19 de agosto de 2008

Meia lágrima por uma árvore

Bem no meio da Rua dos Artistas, defronte da Praça São Sebastião - tem outro nome, eu sei - há uma frondosa mangueira, vetusta, majestosa, elegante. Foi plantada há mais de oitenta anos por Marcolina Ayres da Silveira, mãe de minha mulher, Nancy. No "Trevo da Calcinha", encontro da Travessa Inácio Correa com a Avenida Adriano Pimentel, há uma pequena mangueira, juvenil, mimosa, também elegante. Foi plantada há uns quinze anos por Ney Imbiriba, meu irmão. Pela cidade toda, há belas árvores plantadas por pessoas comuns, como eu e você, que amam a natureza e apreciam o frescor de uma sombra num dia de sol abrasador.

Na Avenida Marajoara havia vinte e duas mangueiras cuja beleza enfeitava e humanizava a aridez da poeirenta via, cujos frutos faziam a alegria da garotada e cuja sombra amenizava a canícula deste clima equatorial. Foram plantadas por moradores daquela avenida, pessoas comuns, como eu e você, que amam a natureza e contribuem voluntariamente para fazer desta cidade um lugar bom para se viver. Todas estas pessoas merecem consideração, reconhecimento. Merecem respeito.

O povo de Santarém não merecia tal bofetada, ofensa tão rude. Já havia um precedente odioso que todos desejavam que jamais se repetisse, o crime do Elmano, o pérfido interventor, abatedor de mangueiras.
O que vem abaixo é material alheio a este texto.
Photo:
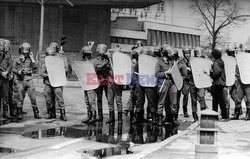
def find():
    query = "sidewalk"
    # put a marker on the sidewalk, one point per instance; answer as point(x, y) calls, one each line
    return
point(233, 142)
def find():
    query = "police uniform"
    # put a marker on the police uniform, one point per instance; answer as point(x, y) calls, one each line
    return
point(219, 82)
point(53, 94)
point(102, 71)
point(24, 79)
point(114, 94)
point(6, 65)
point(151, 94)
point(195, 93)
point(238, 91)
point(89, 95)
point(168, 94)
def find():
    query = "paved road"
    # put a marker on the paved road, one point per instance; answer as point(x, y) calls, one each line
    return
point(43, 138)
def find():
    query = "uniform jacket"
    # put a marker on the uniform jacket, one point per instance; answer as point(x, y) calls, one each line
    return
point(26, 67)
point(5, 63)
point(45, 73)
point(218, 73)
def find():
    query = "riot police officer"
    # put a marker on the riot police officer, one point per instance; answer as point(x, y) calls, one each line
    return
point(22, 68)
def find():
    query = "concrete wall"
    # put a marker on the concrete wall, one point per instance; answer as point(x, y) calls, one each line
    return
point(21, 23)
point(129, 23)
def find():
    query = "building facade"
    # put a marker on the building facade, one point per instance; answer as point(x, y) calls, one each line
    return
point(86, 20)
point(168, 22)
Infelizmente, num lapso imperdoável, hediondo crime foi cometido a céu aberto, diante de populares atônitos e incrédulos, filmado pela TV, visto pelo Mundo. Dezenas de belas mangueiras enfileiradas no eixo central da Avenida Marajoara foram abatidas, mortas, assassinadas.
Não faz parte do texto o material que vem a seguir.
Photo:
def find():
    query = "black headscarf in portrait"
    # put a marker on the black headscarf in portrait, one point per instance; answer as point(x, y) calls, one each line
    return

Tratores enormes arremeteram contra árvores indefesas, inocentes vítimas da incompetência, da desfaçatez, da absurda falta de sensibilidade, da distorcida ganância eleitoreira, do absurdo descompasso com as mais simples e comezinhas idéias ambientais. Qualquer criança de pré-escola aprende o valor das árvores, de como elas devem ser cuidadas, preservadas e amadas. Os assassinos de aluguel não tiveram piedade. Cumpriram fielmente o que os mandantes do crime ordenaram. E tudo isto por um falso benefício, inatingível pelo erro do método: compra de votos por asfaltamento de última hora.
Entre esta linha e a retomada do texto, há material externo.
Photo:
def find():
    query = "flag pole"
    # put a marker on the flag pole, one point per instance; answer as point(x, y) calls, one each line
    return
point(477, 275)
Muitos erros foram cometidos, a começar pela postura indefesa dos moradores que, apanhados de surpresa, não se atiraram de encontro às máquinas assassinas, não ergueram barreiras com seus corpos, não envolveram as mangueiras com seus abraços, não impediram que o crime fosse cometido, não protegeram as árvores que plantaram e regaram com as próprias mãos. Alguns residentes da Marajoara foram condicionados pelo ativismo político manipulador que institui associações de moradores à sua feição para que falsamente legitimem seus escusos interesses. Foram enganados e se tornaram cúmplices do bárbaro crime.

A Secretaria de Infra-estrutura confessa, com argumentação pueril, que não planejara a obra de asfaltamento, por isso mesmo não previra canteiros e ilhas de proteção das árvores e prevenção de acidentes. Na pressa de completar a obra eleitoreira, ordena o injustificável crime, contrata os assassinos e põe por terra o intento imoral. Em lugar de votos recebe a repulsa de um povo indignado. Se os responsáveis queriam ajudar a patroa deram com burros n'água e colhem frutos da incompetência e da falta de ética.

O Instituto Sócio-ambiental se apresenta aos olhos do público como entidade apática, displicente, alienada do governo a que pertence, sem vez e sem voz. A ideologia ecológica que deveria permear toda a estrutura governamental simplesmente não existe, ninguém obedece aos princípios mais elementares da sustentabilidade ambiental. O ISAM não se respeita e ninguém respeita o ISAM. Não houve vigilância. O ISAM não cumpriu seu papel.

De tudo isto resta imensa tristeza, desconsolo profundo, maiores do que a revolta e a indignação pelo crime cometido e por comprovar que pessoas que tiveram minha consideração não merecem respeito.

Meu pranto indignado chora seco meia lágrima por árvore abatida.